The work, presented by Nathanielsz's organization, the Meeting Point, was the culmination of a collaboration between Nathanielsz and Galanter (from Oakland, Calif.) that began at an art residency in rural New York and included workshops held in Austin in May. In a beautiful backyard studio lined with windows, with one corner filled in by an audience of perhaps 20, Nathanielsz and Galanter shape-shifted and formed sculptures beneath pastel-patterned bedsheets. A result was meditation on human-fabric relations: In what ways do we augment ourselves and others with cloth? We cover, swaddle, bind, shuffle; it drapes, whips, protects, restricts.

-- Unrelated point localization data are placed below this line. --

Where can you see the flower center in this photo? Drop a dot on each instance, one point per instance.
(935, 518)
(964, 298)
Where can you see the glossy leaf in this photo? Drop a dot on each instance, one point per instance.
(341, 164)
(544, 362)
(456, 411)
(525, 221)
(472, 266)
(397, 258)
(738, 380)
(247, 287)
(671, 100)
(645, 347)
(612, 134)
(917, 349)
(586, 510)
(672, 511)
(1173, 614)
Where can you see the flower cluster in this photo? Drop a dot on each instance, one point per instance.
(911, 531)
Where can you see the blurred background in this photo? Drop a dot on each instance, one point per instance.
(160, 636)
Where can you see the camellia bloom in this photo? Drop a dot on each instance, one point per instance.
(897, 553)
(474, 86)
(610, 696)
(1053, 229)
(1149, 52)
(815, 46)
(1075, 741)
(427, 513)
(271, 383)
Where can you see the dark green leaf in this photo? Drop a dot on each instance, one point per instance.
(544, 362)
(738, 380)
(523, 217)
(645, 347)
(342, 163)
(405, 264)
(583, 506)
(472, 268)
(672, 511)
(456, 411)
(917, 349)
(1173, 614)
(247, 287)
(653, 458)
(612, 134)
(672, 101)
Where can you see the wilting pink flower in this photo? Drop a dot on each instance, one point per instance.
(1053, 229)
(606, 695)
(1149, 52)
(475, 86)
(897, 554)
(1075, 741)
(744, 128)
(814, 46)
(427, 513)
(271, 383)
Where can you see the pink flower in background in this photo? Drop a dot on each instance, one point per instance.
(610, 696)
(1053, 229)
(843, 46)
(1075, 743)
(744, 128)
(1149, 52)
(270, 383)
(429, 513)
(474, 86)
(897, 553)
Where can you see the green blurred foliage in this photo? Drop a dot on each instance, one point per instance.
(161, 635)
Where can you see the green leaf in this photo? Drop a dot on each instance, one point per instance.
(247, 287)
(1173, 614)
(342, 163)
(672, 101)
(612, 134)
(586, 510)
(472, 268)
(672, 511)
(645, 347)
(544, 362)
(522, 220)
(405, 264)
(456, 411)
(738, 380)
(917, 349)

Another element, a rolled-up spiked-foam mattress pad, changed recognizably human shapes into absurd creatures, toothed and large-beaked. Its syntheticness was a foil by which to gauge the surrounding materials: the wood floor, gallery-white walls, vegetation outside the windows, and fabric sheets (by the end of the section, I had pegged one as 100% cotton and the other as a polyester blend).
A gentle alarm sounded, signaling the end of the dream state. The many windows were methodically covered, and a video projection showed the waking world in three panels: a flip book showing how to assemble an Eames chair, clouds floating above evergreen trees, a hillside creek. But video editor Erika Mijlin had put them on a forward-backward loop: Which was real? For the final section, the performers re-emerged, sans sheets, and slipped into matching red one-pieces resembling toddlers' playsuits, designed by Sarah Lankenau. Casting shadows on the walls around them, the performers explored but stuck close together. They seemed to predate, or be culturally outside of, competitive dressing: Uniformity, here, was reciprocal with friendship.
After the work, Nathanielsz invited the audience to "linger." I bolted (I prefer not to discuss performances so immediately) and was caught in a downpour before I reached the street. Glancing back at the studio, I could see, aglow through the windows, that members of the audience had stretched out on the floor to chat. What began with a k had, through practice, process, and spectacle, softened into c.